The Financial Markets Authority (FMA) and Reserve Bank of New Zealand (RBNZ) have completed their joint conduct and culture review of 11 New Zealand banks, and have identified “significant weaknesses” in governance and conduct risk management.
The regulators have highlighted a lack of bank proactivity in identifying and remediating conduct issues, which they say has resulted in a number of concerns that require “immediate remediation.” They also found isolated issues related to poor conduct by bank staff, though they are satisfied that this conduct is not widespread or systemic.
“The FMA and RBNZ conclude that the overall standard of banks’ approaches to identifying, managing and dealing with conduct risk needs to improve markedly,” the regulators stated.
“While some banks have been thinking about conduct and culture for some time prior to our review, the approach of others can be described as reactive at best, and complacent at worst.
“Overall, there are weaknesses in the governance and management of conduct risks, and significant gaps in the measurement and reporting of customer outcomes. These weaknesses leave New Zealand banks vulnerable to misconduct and to the issues seen in other jurisdictions.”
The FMA and RBNZ will be providing detailed findings of their results to each individual bank, along with feedback on the improvements they need to make. The banks will then need to develop a plan to address the feedback and report back on their progress by the end of March 2019.
Commenting on the review, FMA chief executive Rob Everett said: “The governance of conduct risk in the banks requires serious attention. Boards and senior management must address the recommendations and findings from our review with urgency. The FMA published a guide to good conduct in February 2017, but some banks have only now started to consider these issues, with most of the initiatives not going deep enough.”
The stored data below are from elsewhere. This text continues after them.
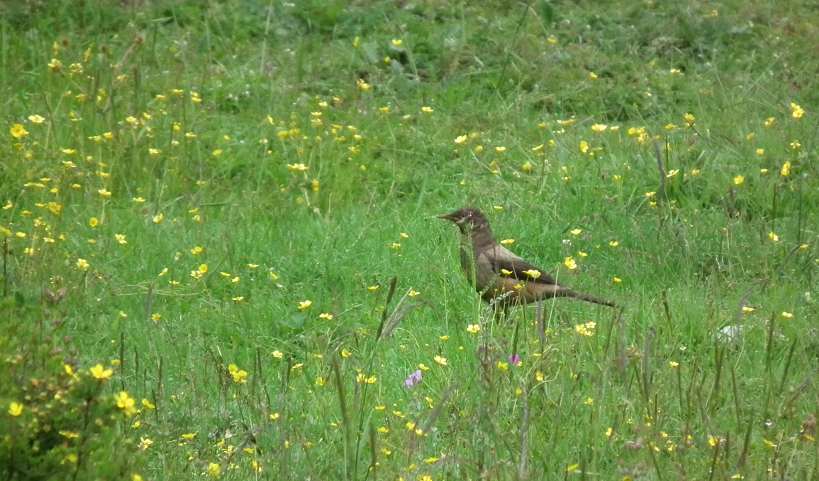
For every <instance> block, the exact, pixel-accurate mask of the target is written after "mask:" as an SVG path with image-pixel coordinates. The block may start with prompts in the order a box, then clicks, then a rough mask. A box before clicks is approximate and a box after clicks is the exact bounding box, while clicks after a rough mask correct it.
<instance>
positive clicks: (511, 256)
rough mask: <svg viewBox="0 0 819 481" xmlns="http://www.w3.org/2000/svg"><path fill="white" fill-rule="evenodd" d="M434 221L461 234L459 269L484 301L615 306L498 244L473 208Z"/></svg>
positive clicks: (440, 216) (452, 212)
mask: <svg viewBox="0 0 819 481" xmlns="http://www.w3.org/2000/svg"><path fill="white" fill-rule="evenodd" d="M438 218H439V219H444V220H448V221H452V222H454V223H455V225H456V226H458V229H459V230H460V231H461V241H460V253H461V268H462V269H463V271H464V274H466V277H467V280H468V281H469V283H470V284H472V285H473V286H474V287H475V290H476V291H478V294H481V297H482V298H483V300H484V301H486V302H492V301H493V300H495V298H497V297H500V296H503V297H502V300H501V301H500V302H502V305H503V306H504V308H506V307H508V305H509V304H511V303H521V304H528V303H531V302H537V301H541V300H543V299H550V298H553V297H572V298H574V299H579V300H582V301H588V302H593V303H596V304H602V305H604V306H609V307H617V305H616V304H615V303H613V302H610V301H606V300H603V299H600V298H597V297H594V296H590V295H588V294H583V293H581V292H577V291H573V290H571V289H569V288H568V287H566V286H565V285H563V284H561V283H559V282H557V281H556V280H554V279H553V278H552V277H551V276H550V275H548V274H546V273H545V272H544V271H543V269H540V268H538V267H535V266H534V265H532V264H530V263H528V262H526V261H525V260H523V259H521V258H520V257H518V256H516V255H515V254H513V253H512V252H511V251H509V249H507V248H505V247H503V246H502V245H500V244H498V243H497V242H496V241H495V237H494V236H493V235H492V228H491V227H489V220H488V219H487V218H486V214H484V213H483V212H482V211H481V210H480V209H478V208H476V207H463V208H461V209H458V210H456V211H455V212H452V213H451V214H444V215H439V216H438ZM495 302H498V301H495Z"/></svg>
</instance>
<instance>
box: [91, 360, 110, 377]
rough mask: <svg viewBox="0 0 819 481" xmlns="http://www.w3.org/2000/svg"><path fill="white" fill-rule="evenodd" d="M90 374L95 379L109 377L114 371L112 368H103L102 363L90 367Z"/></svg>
mask: <svg viewBox="0 0 819 481" xmlns="http://www.w3.org/2000/svg"><path fill="white" fill-rule="evenodd" d="M91 375H92V376H94V377H95V378H97V379H111V376H113V375H114V371H113V370H112V369H105V367H104V366H103V365H102V364H97V365H96V366H94V367H92V368H91Z"/></svg>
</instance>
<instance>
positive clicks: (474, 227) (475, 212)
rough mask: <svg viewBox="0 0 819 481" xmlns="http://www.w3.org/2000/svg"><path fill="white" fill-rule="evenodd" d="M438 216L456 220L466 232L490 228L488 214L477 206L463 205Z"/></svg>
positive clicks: (462, 230) (464, 232) (455, 220)
mask: <svg viewBox="0 0 819 481" xmlns="http://www.w3.org/2000/svg"><path fill="white" fill-rule="evenodd" d="M438 218H439V219H445V220H450V221H452V222H454V223H455V225H457V226H458V228H459V229H460V230H461V232H462V233H464V234H466V233H473V232H476V231H478V230H481V229H488V228H489V221H488V220H487V219H486V215H485V214H484V213H483V212H481V210H480V209H478V208H477V207H462V208H460V209H458V210H456V211H455V212H452V213H451V214H444V215H439V216H438Z"/></svg>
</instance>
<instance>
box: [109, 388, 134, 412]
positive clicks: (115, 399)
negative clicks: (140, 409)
mask: <svg viewBox="0 0 819 481" xmlns="http://www.w3.org/2000/svg"><path fill="white" fill-rule="evenodd" d="M114 399H115V400H116V402H117V407H118V408H120V409H121V410H122V411H123V412H124V413H125V414H126V415H127V416H130V415H132V414H134V413H135V412H136V407H134V405H135V404H136V402H135V401H134V398H132V397H130V396H129V395H128V393H127V392H125V391H122V392H120V393H119V394H117V395H116V396H114Z"/></svg>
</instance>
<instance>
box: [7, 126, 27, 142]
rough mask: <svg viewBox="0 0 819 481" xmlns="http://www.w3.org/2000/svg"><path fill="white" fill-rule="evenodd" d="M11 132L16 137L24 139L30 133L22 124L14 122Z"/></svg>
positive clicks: (10, 131)
mask: <svg viewBox="0 0 819 481" xmlns="http://www.w3.org/2000/svg"><path fill="white" fill-rule="evenodd" d="M9 133H11V136H12V137H14V138H15V139H22V138H23V137H25V136H26V135H28V131H27V130H26V129H25V127H23V126H22V125H20V124H14V125H13V126H12V127H11V129H9Z"/></svg>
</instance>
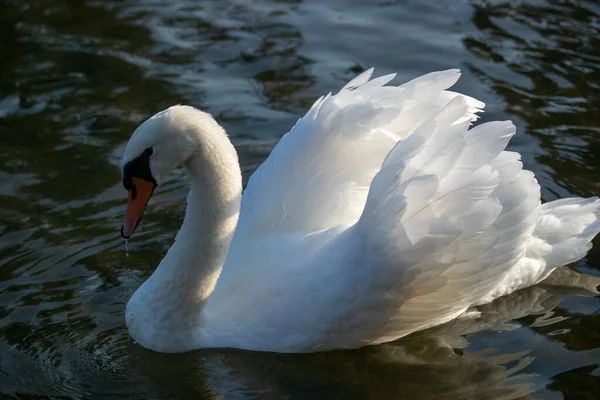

Adrian Orr, Reserve Bank Governor, said: “To promote a sound and efficient financial system, banks have a responsibility to ensure customers receive products and services they understand. These products and services must be suited to customers’ needs on an ongoing basis. Failure in this responsibility exposes customers, banks, and the wider economy to unnecessary risk – as dramatically demonstrated by the recent Global Financial Crisis.